Treating OOH sites as integrated moments of a larger campaign is how brands can ensure authenticity and impact. Although standalone activations can garner attention and clicks, the opportunity to worldbuild and connect to audiences are vast.

But it doesn’t need to be anamorphic to be an interwoven piece of storytelling, or to generate mass awareness. For Netflix’s Stranger Things: S4, multiple ‘Rifts’ were teased and created through physical builds, lighting and projection installations across twelve countries. It was an example of brands worldbuilding, and pulling that new IP into our reality.

No logo?

Elsewhere, disruptive takes on traditional media sites can be impactful too. McDonalds created a series of unbranded ‘Bitten Billboards’ around Paris, featuring simple back-lit images of popular menu items with giant bite marks as part of the design.

Not featuring logos is a brave move and something that we could well see more of as we move closer to treating advertising as entertainment.

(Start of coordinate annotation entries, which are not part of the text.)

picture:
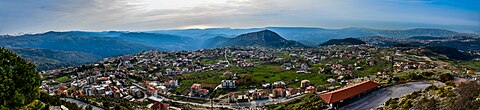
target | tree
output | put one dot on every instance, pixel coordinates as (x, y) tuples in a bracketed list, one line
[(19, 81), (446, 77)]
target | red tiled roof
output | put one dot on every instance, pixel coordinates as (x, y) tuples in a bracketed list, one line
[(347, 92)]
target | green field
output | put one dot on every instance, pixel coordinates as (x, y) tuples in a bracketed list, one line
[(254, 76)]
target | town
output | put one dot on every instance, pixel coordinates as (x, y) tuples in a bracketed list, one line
[(243, 77)]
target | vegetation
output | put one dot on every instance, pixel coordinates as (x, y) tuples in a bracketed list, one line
[(307, 102), (463, 97), (20, 81), (346, 41)]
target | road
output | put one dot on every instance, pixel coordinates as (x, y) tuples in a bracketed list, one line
[(379, 97), (80, 103)]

Cohesive storytelling doesn’t need to be driven by a storyline or IP. It can be based on incepting people’s imaginations and having them complete the picture. A fantastic example is CPB London’s work for #BreakTheBias: series of on- and offline copy-driven provocations that got audiences and consumers to address their own unconscious bias in real-time. “Imagine a CEO. Is it a man?”. “Imagine someone crying in the office. Is it a woman?”. The campaign brought in education at grassroots level, introducing a coloring book, asking children to draw what they imagine certain roles play and by whom.

The human medium

What of using human beings as the media space themselves?

In September 2022 actors were placed in high-profile, highly-covered events such as Major League Baseball games, creepily smiling directly at the camera for prolonged periods of time. Sometimes wearing Smile t-shirts, these living guerrilla placements were used as Trojan Horses to drive conversation wild on Twitter, all for Paramount’s modest-budget horror film. It doubled its money on opening weekend.

In 2023, we may well see brands starting to harness the elements of the above. We need to think about OOH sites as part of interconnected canvases for storytelling; key beats in integrated campaigns, not just big, shiny moments to make a splash.

Worldbuilding around product or IP through disruptive media will unlock huge awareness opportunities for authentic entertainment engagement.